Friday, November 17, 2017

Words have a life in you, down to a ghostly cellular level.   Words become a part of the organic being's life.  Words shape, reform, guide inner growth.  We are the patient etherized upon a table, words the spooky doctor.

What you write, what you say, therefore, is rooted in the words you have in you, and more words will come as such, based on your being.  It's the words that come out of you that lift you, or defile you.  The old Christian understanding of what comes out of a man has a depth and an accuracy;  tending to the vineyard of our words and thoughts is a useful practice.  Words can be health, and they can be illness.  This is perhaps why it as an old adage that saying nothing is the best recourse sometimes.

A relationship with another person yields the fruit of who we are as a being, through words.

The character, the college kid in the book I wrote, to bridge the gap between male and female, as a last effort, unanswered, rhetorical, is told he's crazy when he brings the princess flowers for the second time, and his line is, "Crazy to bring flowers to a bring flowers to a beautiful girl."  Nothing more need be said.

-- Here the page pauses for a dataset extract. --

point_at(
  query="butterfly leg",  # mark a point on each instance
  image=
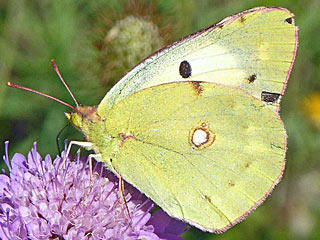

He said those words, and with them in his possession, he can go on and live his life.

Did the words have any specific motive?  Any particular coveted aim?   Did the words bring terms insistent upon as if in some deal, some bargain?  No.  The words did not.  The words were simply words, observations.  The human being the vessel of them.  

But one was a kid back then.  Later on, you learn a bit more about protecting the words.  You can try to remain in a youthful mode, but the adult learns better to keep the human being in appropriate places doing good things.  This can be solitary work, not the free-flowing swashbuckling kid approach.

Lincoln came to have a seriousness toward his words.  Perhaps he had to, from the professional angle he came to it, at it.  But his seriousness was in keeping his words appropriate to the human soul, and certainly he was well-read in such matters, Old Testament, Shakespeare, etc.  His youth as a reader let him intuitively shape himself from within, so that words had physical weight, cellular material, particular ways of flowing that could not be countered or circumvented.  His words carry the nobility that words.  Of course, he could joke, and engage in humorous frivolity, clevernesses, but the weight of words remain.  And if one were able to write, say, two of his noble addresses and deliver them as such, that would be quite a sufficient and manly literary life.  He was a poet.  Words always meant something to him, had an inner personality in accordance with which one must bring himself into agreement with as being altogether righteous and proper.

One could argue that this is why he lives on, strangely, ghost-like, over the American scene, his cracked negative sagacious smile saying that he had accomplished, as far as words, all that he would have wanted.  (One could say that JFK leaves a similar impression, as a man "true to his word," a phrase carried lightly these days of smug leadership.)

Lincoln's words, like those at Gettysburg, seem to have a deep agreement with the core.  Shakespeare's at a tick removed, at the acting level, but the actors sometimes are able to speak from the core.


For the writer of a more apparently bohemian life, perhaps it's easier to miss the seriousness of words, of the seriousness that words have for all writers and writer souls.  The reality of all human beings is a physiological connection with words and physical material.

Poets have done well to capture the relationship, the connection.  "Was it excess of love," Yeats asks on behalf of the Irish Patriots of the Easter Uprising, "enchantment to a stone in the living stream"  (to paraphrase.)

Hypocrites come along.  They might achieve a lot of damage, but one has the sense that ultimately their words will roast them eventually, one way or another.   One cannot maintain an improper relationship, a divorce between being and words, forever;  it can simply not happen at a molecular level.  The biological being cannot withstand falseness for very long.  Great cracks will appear in such a system, seen as rampage and tirade.  Nixon said as much, bowing out, about that which will destroy you (anger.)



I suppose it possible that a writer would know this, but in a way, not know it, or kind of forget about it, this deep relationship.  After the literary flourishes of his youth, what now?  What is the proper way to proceed, given the seriousness of that which he unveiled?  Into obscurity?

How to go with the light, rather than against it?

But words of yours, in a good way, can never be taken from you.  They are a part of you, part of your being, your personality, your temperament, your physical being.  There is an innate respect for them from within, just as the words are from within.


None of us have ever really figured out what writing is, what its benefit is, what its purpose is.  I suppose only those who do it, though they too must live under a limited understanding, consciously.  They have allowed something to happen in the microcosm of their own world.


Your own words will connect you to the major issues of the day.  Your words will come out to show the great contrast between what you did and the things that the real monsters of sexual harassment, Harvey Weinstein, Kevin Spacey, etc.   Your words will be a protection, and then a redemption.  They will speak to the deepest issues of the day, of power, of judgment, racism and the like.

And that's all that really matters, the words, your honor.